Norm Holmes Pearson, scholar and friend to H.D., complicated this notion by indicating that while the Greek imagery may have been inspired by her personal memories, the metaphorical framework was also a way to process her own feelings from a distance. He said, "When you said that she used Greek myth to find her own identity, you hit upon an aspect of H.D.'s poetry which, rather surprisingly, has gone unrecognized. She has been so praised as a kind of Greek publicity girl that people have forgotten that she writes the most intensely personal poems using Greek myth as a metaphor."
In "Oread," the apparent simplicity of which can be misleading at first, H.D. engages in what Freud would call "displacement": the focus on a mundane scene or occurrence to process intense feelings or realities that cannot be directly addressed.
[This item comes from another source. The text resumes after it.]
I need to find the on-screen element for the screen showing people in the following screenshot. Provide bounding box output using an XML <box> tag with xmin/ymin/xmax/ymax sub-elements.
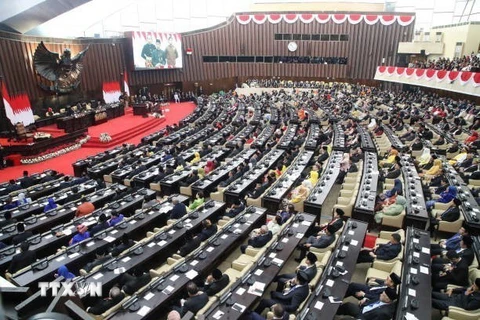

Just as the oread, or speaker, displaces feelings of passion or sexuality onto metaphorical imagery, H.D. may have displaced her own feelings onto the poem by removing herself as speaker. Susan Friedman writes of "Oread":
To give form and expression to her own experience, H.D. displaced her voice into that of the oread and substituted the oread's emotion for her own. The ultimate subject of the poem is the consciousness of the poet herself, the intellectual and emotional complex of perception that finds its clearest expression in the picture-making mode of imagist epistemology. H.D.'s poetic apprenticeship with imagism laid the groundwork for her rapid absorption of Freud's related theories of the encoding and decoding of the unconscious.
An exquisite feature of H.D.'s work, therefore, is her ability to create safe and poignant spaces to explore the unsayable, while at the same time making an artistic demand that these longings be heard.